Thursday, January 29, 2015

Love vs. Power

From The Erotic Phenomenon by Jean-Luc Marion ...

... it may be that in order to attain the truth, it is necessary in every case, first to desire it, and therefore to love it.  And the contemporary experience of ideology, this knowledge that sacrifices everything to power, has demonstrated in actual events that man does not spontaneously love the truth, and that he often sacrifices it for a lie, provided that this lie assures him power.

Note the two primary points: to know, one must first love.  Philosophy is philo-sophia, the love of wisdom.  One does not find wisdom without first having a love for it, and then paying the price and sacrificing for it.  Seek and ye shall find, but you won't find if you don't seek - or don't want to seek.

Also note that Marion defines ideology as love of power defeating love of truth.  An ideology is thus a parody of a philosophy, for one who desires power will suppress the truth in a blink in order to secure it.
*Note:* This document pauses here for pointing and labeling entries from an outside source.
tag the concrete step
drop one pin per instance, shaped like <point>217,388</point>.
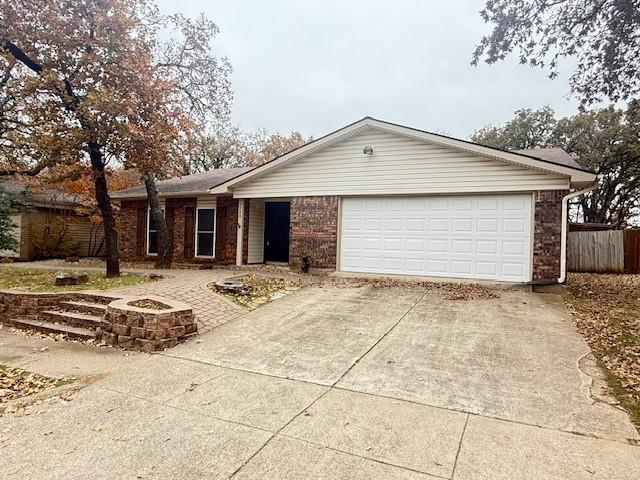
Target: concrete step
<point>72,319</point>
<point>55,328</point>
<point>85,307</point>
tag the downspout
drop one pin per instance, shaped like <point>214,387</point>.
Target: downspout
<point>563,234</point>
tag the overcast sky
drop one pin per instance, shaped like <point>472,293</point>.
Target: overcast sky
<point>315,66</point>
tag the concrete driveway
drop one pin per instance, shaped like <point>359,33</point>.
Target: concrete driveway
<point>370,383</point>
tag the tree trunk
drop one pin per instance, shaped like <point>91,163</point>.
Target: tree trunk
<point>104,204</point>
<point>164,243</point>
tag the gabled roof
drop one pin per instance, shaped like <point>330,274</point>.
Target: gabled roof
<point>577,174</point>
<point>554,155</point>
<point>199,183</point>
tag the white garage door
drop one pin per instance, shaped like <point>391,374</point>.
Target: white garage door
<point>475,236</point>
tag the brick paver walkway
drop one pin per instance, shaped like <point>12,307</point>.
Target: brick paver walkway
<point>191,287</point>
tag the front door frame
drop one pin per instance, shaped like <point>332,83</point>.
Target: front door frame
<point>269,254</point>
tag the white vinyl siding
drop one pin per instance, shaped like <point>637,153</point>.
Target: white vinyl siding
<point>399,165</point>
<point>256,231</point>
<point>484,237</point>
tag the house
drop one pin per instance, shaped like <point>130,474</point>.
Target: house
<point>52,225</point>
<point>374,197</point>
And, I would add, not only are ideologues willing to sacrifice truth to the lie in order to gain power, we moderns are willing to live the lie out, in order to gain the illusion of control.  We'll opt for Unreality over Reality, if we believe the lie of the Unreality is a lie of our own making, a lie we can control.  We sinners may not all be ideologues, but we sinners are all lusting after the comfortable lie rather than the disconcerting truth.

Later, Marion says ...

we are ... always caught within the tonality of an erotic disposition - love or hate, unhappiness or happiness, enjoyment or suffering, hope or despair, solitude or communion - and ... we can never, without lying to ourselves, claim to arrive at a fundamental erotic neutrality.  Besides, who would strive for inaccessible ataraxy, who would demand it or boast of it, if he did not feel himself precisely to be, from the outset and forever, wrought, paralyzed, and obsessed by amorous tonalities?  

Aside form being the first time I have ever seen the word ataraxy used in a sentence, this is an emphatic way of saying that we cannot live without loving - and that the attempt to kill Eros (love in the guise of desire, passion, care and motivation; love that "gives a damn"), an attempt which seems especially prevalent in young Devout Catholics, is not only futile but inhuman.